The Mean Absolute Error indicates we're off by an average of 158k, which isn't great given we're looking at an average home price of ~536k. Meaning we're off a little under 30%. I'm guessing we're still encountering too much interference from outliers above 350k - so let's continue.

```
#MSE
np.sqrt(mean_squared_error(y_test,predictions))
```

```
#Best possible score is 1.0
#How much variance is explained by our model?
explained_variance_score(y_test,predictions)
```

You can see we're only explaining approximately 64% of variance in the data. We could try to plot this data out to see if can visually see how well we're actually doing.

```
plt.figure(figsize=(12,6))
plt.scatter(y_test,predictions)
plt.plot(y_test,y_test,'r')
```

We're actually doing a good job on predictions on prices below 1.5m or so. The problem seems to exist for the more expensive houses.

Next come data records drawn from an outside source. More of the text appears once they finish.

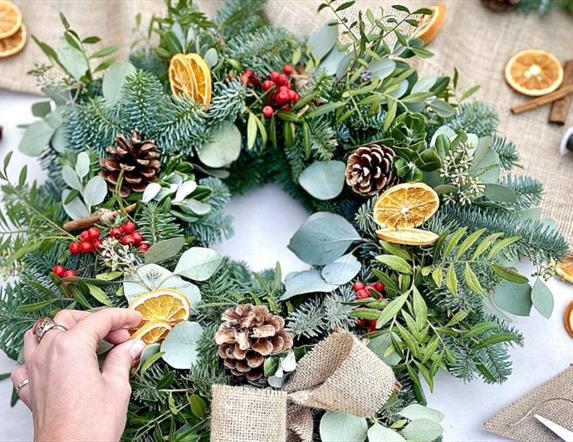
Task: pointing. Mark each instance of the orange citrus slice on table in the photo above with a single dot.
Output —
(534, 72)
(202, 75)
(181, 77)
(151, 332)
(406, 205)
(169, 305)
(565, 269)
(10, 18)
(430, 25)
(13, 44)
(408, 236)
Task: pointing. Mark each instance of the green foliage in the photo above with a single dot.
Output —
(156, 223)
(475, 118)
(540, 242)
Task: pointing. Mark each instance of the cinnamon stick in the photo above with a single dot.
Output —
(560, 108)
(545, 99)
(88, 221)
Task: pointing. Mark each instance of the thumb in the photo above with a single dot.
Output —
(120, 359)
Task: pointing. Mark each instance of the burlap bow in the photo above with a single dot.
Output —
(340, 374)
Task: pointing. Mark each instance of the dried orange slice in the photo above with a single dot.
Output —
(151, 332)
(408, 236)
(10, 18)
(564, 269)
(202, 76)
(169, 305)
(181, 77)
(534, 72)
(430, 25)
(406, 205)
(13, 44)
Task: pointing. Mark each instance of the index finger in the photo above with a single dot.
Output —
(98, 325)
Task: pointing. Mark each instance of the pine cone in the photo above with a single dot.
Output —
(369, 169)
(500, 5)
(139, 160)
(248, 336)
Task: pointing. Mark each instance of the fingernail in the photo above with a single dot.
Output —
(136, 348)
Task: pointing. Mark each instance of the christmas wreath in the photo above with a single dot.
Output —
(418, 223)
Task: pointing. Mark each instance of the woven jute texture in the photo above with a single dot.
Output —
(553, 400)
(475, 40)
(244, 414)
(339, 374)
(342, 374)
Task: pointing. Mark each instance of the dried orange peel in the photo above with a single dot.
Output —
(13, 44)
(401, 209)
(152, 332)
(10, 19)
(161, 310)
(190, 75)
(534, 72)
(430, 25)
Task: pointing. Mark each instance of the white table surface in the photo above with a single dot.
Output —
(264, 222)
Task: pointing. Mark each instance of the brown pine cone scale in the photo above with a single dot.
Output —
(139, 160)
(248, 335)
(369, 169)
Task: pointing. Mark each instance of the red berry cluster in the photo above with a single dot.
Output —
(363, 291)
(128, 235)
(281, 96)
(89, 242)
(60, 271)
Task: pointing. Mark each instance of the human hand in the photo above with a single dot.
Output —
(71, 398)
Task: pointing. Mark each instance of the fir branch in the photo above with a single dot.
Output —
(528, 190)
(156, 223)
(506, 150)
(476, 118)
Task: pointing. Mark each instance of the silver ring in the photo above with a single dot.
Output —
(22, 384)
(44, 325)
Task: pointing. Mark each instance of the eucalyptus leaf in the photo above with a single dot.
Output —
(306, 281)
(382, 68)
(383, 347)
(514, 298)
(323, 238)
(378, 433)
(75, 209)
(114, 79)
(342, 270)
(497, 192)
(224, 147)
(180, 346)
(184, 190)
(71, 177)
(323, 180)
(486, 164)
(83, 164)
(73, 60)
(36, 138)
(95, 191)
(322, 42)
(164, 250)
(150, 192)
(542, 298)
(422, 430)
(340, 427)
(198, 263)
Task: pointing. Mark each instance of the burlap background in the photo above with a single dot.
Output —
(475, 40)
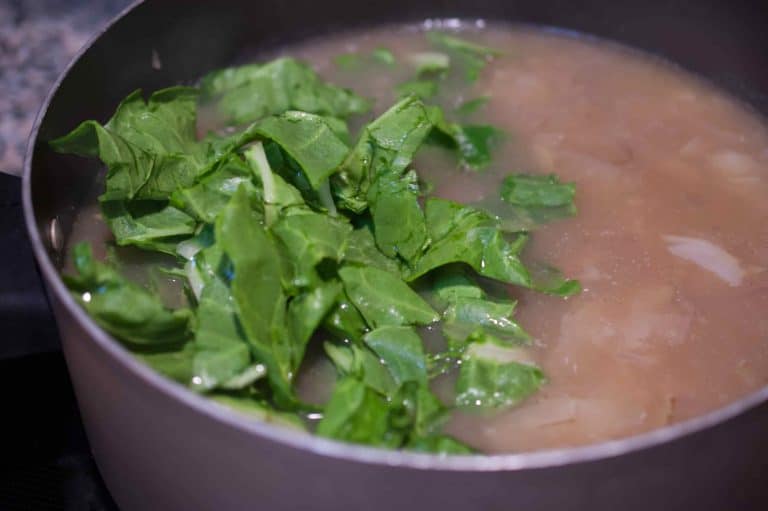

### Predict New Home Prices¶

So how can we predict the price of a net new home? In the example below we take the first house out of the DataFrame and remove the price. Then we scale the data and predict using our trained model. Now we can compare the price predicted against the actual.

```
#Assign the first house in the DataFrame to a new DataFrame
single_house = df.drop('price',axis=1).iloc[0]
```

```
#Scale the values AND reshape the results (so the shape matches the expected shape for the model)
single_house = scaler.transform(single_house.values.reshape(-1,19))
```

```
#Predict the price
model.predict(single_house)
```

```
#Check the real price
df.head(1)
```

We're overshooting the price here a bit, we're predicting 280k, but the actual house is 222k. We'd probably need to spend some more time tweaking the model to get things to come out a bit better. It takes a bit to get things perfect - this result is after I've gone through 4-5 different models and I'm getting much closer to the actual.